| Plan: | Buitengebied Lingewaard, 2e herziening |
|---|---|
| Status: | vastgesteld |
| Plantype: | bestemmingsplan |
| IMRO-idn: | NL.IMRO.1705.214-VG01 |
Op het plan zijn de begrippen behorende bij het moederplan en de 1e herziening, zoals genoemd in 1.1 voor zover relevant, van toepassing.
het bestemmingsplan "Buitengebied Lingewaard" met identificatienummer 'NL.IMRO.1705.60-VG01', aldus vastgesteld door de gemeente Lingewaard d.d. 31 oktober 2013.

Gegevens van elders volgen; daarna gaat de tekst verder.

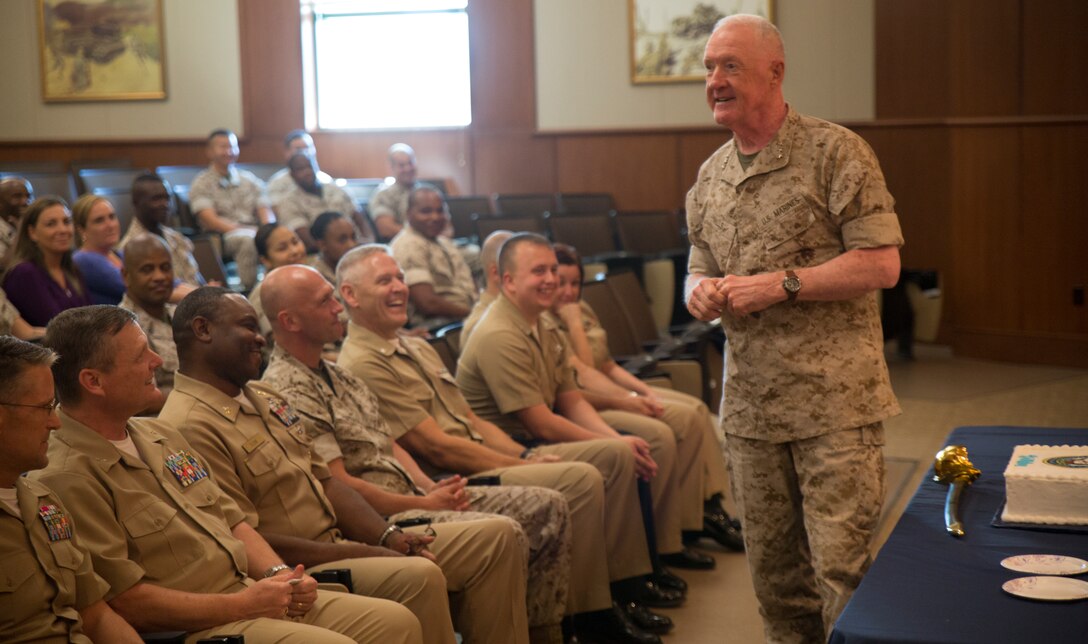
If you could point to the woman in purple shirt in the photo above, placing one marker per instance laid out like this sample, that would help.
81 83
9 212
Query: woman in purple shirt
45 281
98 226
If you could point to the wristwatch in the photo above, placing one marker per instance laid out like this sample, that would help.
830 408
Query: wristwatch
792 285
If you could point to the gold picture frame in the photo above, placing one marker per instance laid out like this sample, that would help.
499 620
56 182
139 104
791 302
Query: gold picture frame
667 37
101 50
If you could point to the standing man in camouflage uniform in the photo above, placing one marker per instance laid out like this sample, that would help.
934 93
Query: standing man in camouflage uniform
792 232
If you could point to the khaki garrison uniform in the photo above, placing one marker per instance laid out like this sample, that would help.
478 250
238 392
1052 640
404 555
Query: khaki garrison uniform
46 574
806 384
143 524
267 467
436 262
344 423
235 198
412 384
160 337
506 354
181 251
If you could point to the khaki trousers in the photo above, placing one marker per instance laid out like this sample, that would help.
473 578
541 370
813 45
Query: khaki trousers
810 510
335 618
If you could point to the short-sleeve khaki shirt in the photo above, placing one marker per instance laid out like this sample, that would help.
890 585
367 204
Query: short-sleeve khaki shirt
158 519
342 416
508 366
799 369
260 455
46 574
436 262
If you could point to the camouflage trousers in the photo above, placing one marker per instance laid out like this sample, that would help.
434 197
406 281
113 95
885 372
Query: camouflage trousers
544 518
810 510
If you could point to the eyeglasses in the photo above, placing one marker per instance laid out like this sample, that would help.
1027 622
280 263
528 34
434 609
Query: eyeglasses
49 407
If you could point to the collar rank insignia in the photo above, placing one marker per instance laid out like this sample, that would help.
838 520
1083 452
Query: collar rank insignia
185 468
283 411
57 523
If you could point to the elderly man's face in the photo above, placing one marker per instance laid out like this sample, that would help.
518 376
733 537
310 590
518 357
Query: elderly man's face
741 79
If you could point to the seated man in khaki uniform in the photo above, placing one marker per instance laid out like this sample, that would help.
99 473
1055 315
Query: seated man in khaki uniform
56 594
174 549
263 458
419 400
441 288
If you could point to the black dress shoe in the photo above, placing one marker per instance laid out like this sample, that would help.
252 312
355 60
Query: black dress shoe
719 527
669 581
646 619
612 627
689 559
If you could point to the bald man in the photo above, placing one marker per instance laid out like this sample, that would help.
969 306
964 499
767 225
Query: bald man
148 273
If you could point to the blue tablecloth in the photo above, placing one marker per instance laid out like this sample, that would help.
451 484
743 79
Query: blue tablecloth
929 586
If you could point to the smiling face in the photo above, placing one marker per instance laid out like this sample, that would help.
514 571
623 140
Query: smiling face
24 431
379 296
284 248
103 230
743 74
52 232
531 284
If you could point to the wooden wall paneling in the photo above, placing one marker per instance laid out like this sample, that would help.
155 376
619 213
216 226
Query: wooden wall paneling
640 170
1055 58
1054 238
912 59
985 284
984 57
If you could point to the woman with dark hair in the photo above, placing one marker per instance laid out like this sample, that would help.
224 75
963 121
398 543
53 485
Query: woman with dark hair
45 280
100 264
589 342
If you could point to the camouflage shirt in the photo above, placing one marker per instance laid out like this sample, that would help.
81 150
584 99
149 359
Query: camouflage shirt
799 369
342 417
436 262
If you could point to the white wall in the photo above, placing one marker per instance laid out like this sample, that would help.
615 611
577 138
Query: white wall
583 66
204 81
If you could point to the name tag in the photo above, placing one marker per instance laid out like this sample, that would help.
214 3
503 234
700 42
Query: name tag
57 523
185 468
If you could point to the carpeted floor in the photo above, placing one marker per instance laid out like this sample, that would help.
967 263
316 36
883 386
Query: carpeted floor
938 393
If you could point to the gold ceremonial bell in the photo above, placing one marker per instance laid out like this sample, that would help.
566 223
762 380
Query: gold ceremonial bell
953 468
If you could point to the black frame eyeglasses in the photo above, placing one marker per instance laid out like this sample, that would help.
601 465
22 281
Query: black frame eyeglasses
48 407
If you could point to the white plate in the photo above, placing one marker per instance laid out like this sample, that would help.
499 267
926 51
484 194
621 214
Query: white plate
1046 565
1048 589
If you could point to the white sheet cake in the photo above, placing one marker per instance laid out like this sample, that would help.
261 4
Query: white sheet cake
1047 484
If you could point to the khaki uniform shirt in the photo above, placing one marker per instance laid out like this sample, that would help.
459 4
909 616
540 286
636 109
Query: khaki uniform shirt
160 336
342 416
800 369
411 383
181 252
234 197
161 520
436 262
46 574
508 366
260 455
390 199
476 314
296 209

het bestemmingsplan "Buitengebied Lingewaard, 1e herziening" met identificatienummer 'NL.IMRO.1705.168-VG01', aldus vastgesteld door de gemeente Lingewaard d.d. 18 mei 2017;
het bestemmingsplan 'Buitengebied Lingewaard, 2e herziening' met identificatienummer NL.IMRO.1705.214-VG01 van de gemeente Lingewaard;
een aan de ter plaatse aanwezige hoofdfunctie ondergeschikt horecabedrijf dat zich richt op het verstrekken van etenswaren en maaltijden en daartoe overdag en 's avonds geopend is. Tot deze categorie horen onder meer broodjes zaken, cafetaria's, lunchrooms, koffie bars en tearooms, ijs salons en traiteurs.
een afgebakend (agrarische) perceel waarop in maximaal één laag zonnepanelen op een zo compact mogelijke wijze worden geplaatst. De plaatsing leidt niet tot een aantasting van de biodiversiteit van het gebied.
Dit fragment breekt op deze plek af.